Yesterday, it was reported that the Internet giant had been in advanced talks to acquire the business app developer, whose most notable product is the workplace-focused social networking app Anchor.

Now, TechCrunch has followed up on the story with a report claiming that the acquisition deal is as good as done:

According to a source close to the deal, the acquisition has indeed now closed, and Yahoo will officially announce it as soon as this evening or tomorrow morning. The intention was to put the news out at the end of this week or the beginning of next week, but with the story coming out already, the company has sped up the timing.

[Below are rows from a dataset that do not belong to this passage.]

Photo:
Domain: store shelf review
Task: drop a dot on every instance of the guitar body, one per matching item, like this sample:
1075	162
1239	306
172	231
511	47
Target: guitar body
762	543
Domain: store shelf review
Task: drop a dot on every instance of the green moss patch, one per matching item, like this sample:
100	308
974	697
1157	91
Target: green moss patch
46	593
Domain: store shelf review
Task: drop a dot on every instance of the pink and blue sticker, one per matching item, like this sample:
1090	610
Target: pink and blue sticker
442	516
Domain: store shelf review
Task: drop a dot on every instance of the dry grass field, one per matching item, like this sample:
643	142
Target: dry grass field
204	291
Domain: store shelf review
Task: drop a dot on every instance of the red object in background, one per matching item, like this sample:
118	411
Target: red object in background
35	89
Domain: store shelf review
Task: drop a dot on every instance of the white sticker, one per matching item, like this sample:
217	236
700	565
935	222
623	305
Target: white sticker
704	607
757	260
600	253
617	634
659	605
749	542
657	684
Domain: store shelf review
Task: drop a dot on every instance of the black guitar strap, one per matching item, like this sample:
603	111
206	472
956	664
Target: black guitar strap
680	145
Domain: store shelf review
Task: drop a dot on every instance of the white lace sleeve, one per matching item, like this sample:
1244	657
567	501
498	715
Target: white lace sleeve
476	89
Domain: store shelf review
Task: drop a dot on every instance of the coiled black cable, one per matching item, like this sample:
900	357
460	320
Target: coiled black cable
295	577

Tomfoolery’s existing enterprise, including Anchor, is reportedly set to be shut down as a result of the acquisition — a fate that has befallen many other Yahoo-acquired startups and services. It is yet unknown whether Yahoo plans to integrate Tomfoolery’s core concepts into its own products, just as it has done with Summly, KitCam, and some of its other app acquisitions.

Yahoo’s acquisition of Tomfoolery represents another “boomerang” hire, a term coined by Yahoo CEO Marissa Mayer that refers to returning Yahoo employees. Two of Tomfoolery’s cofounders, CEO Kakul Srivastava and VP of platform Simon Batistoni, previously worked on Yahoo’s Flickr photo-sharing service.

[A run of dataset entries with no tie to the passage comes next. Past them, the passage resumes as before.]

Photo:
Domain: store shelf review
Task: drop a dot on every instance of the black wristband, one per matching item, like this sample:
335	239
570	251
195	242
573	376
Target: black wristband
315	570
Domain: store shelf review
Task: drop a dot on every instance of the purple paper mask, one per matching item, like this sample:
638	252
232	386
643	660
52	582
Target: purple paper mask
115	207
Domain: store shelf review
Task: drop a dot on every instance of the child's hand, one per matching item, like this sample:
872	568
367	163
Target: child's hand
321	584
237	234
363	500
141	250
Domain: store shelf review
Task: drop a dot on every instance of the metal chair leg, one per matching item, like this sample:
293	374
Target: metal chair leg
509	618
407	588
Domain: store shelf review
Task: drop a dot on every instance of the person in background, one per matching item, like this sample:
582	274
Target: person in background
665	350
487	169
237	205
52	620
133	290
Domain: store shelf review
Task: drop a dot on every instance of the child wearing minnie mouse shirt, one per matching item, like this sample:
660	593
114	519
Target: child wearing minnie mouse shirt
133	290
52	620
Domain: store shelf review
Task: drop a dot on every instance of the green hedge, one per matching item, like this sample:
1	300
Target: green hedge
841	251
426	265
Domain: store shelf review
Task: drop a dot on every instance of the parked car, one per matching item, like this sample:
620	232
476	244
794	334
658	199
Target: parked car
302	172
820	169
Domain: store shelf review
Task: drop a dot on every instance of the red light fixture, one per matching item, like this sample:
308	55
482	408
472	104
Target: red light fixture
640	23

As it happens, Srivastava, Batistoni, and Tomfoolery’s two other cofounders — chief product officer Sol Lipman and VP of mobile Ethan Nagel — will be joining another “boomerang” hire, Jeff Bonforte. Bonforte had been VP of social search and real-time communications at Yahoo before leaving for the contact management startup Xobni, which was acquired by Yahoo in July last year.

Bonforte is now the head of Yahoo’s communication products division, in which Tomfoolery’s key people are set to work on such services as Yahoo Mail and Yahoo Messenger. It’s unclear, though, whether Tomfoolery’s other employees are part of the apparent acqui-hire, whose yet unconfirmed price was pegged by The Wall Street Journal at $16 million.